Technology Tales

Adventures in consumer and enterprise technology

Take a great leap forward, then consolidate...

Published on 12th June 2009 Estimated Reading Time: 3 minutes

While I have been a user of WordPress since late 2006, I only began to start keeping tabs on its development following my hearing news of dramatic changes coming in what became 2.5. Since a pattern developing with more significant changes coming in 2.5 and 2.7 while both 2.6 and 2.8 didn't add too much in the way of upheaval but rather evolved what was already there. With 2.8, theme and widget management got the once over, while there were plenty of other tweaks that polished a well received forbear. The differences between 2.7 and 2.8 are discernible without breaking anything that shouldn't be broken. In short, I rather like the result.

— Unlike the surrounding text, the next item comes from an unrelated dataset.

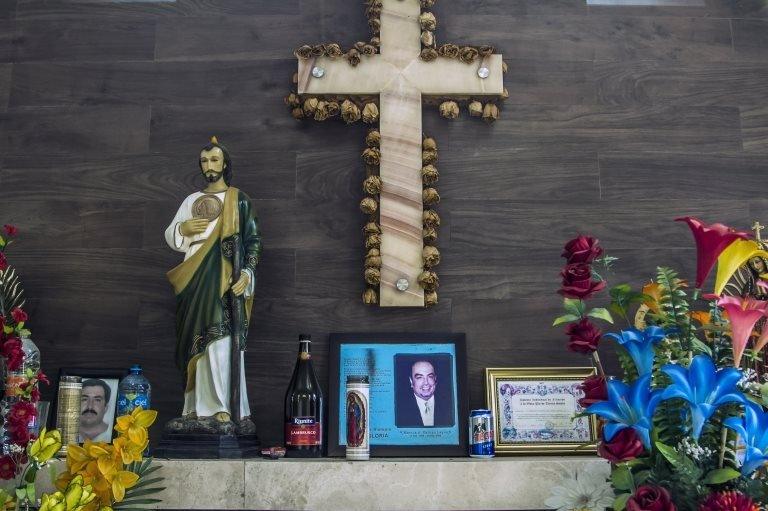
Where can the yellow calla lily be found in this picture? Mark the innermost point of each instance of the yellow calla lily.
(737, 253)
(122, 481)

The reaction to 2.5 was mixed, to say the least, and that in part led to the dramatic changes in 2.7, especially regarding the administration interface. Now, I admit to having had doubts about these when I first saw them in development, especially when there was so much chopping and changing during development that stepping back until things settled down became a necessity. Even adding a ticket to the TRAC was problematical, unless you had sight of what was happening behind the scenes, because it became too easy to add an invalid ticket.

With the release of 2.8 into the wild, 2.9 is now on the horizon, and I am inclined to suspect that we might see more considerable changes again. For one thing, there was that interface poll a little while ago, so who knows what impact that may have on what comes next. The structure of the administration screens may not alter that much, but it still leaves changes to colours and icons with the aim of separating navigation from what else is on there, something that doesn't trouble me at all. In fact, I don't see very much wrong with how things are right now, which causes me to wonder if there's any point in making too many changes at all.

The forecasted incorporation of WPMU functionality is a bigger change that would mean the end of WordPress MU as a separate entity, and would concern me more with the amount of under the bonnet re-engineering that would be needed. Add Google Summer of Code projects to this mix and 2.9 looks as if it could be a step change in the spirit of 2.5 and 2.7, if not in feel. Summer 2009 could be very interesting for WordPress, leaving me to hope that it continues to work for me in the way that it does as we move from version to version.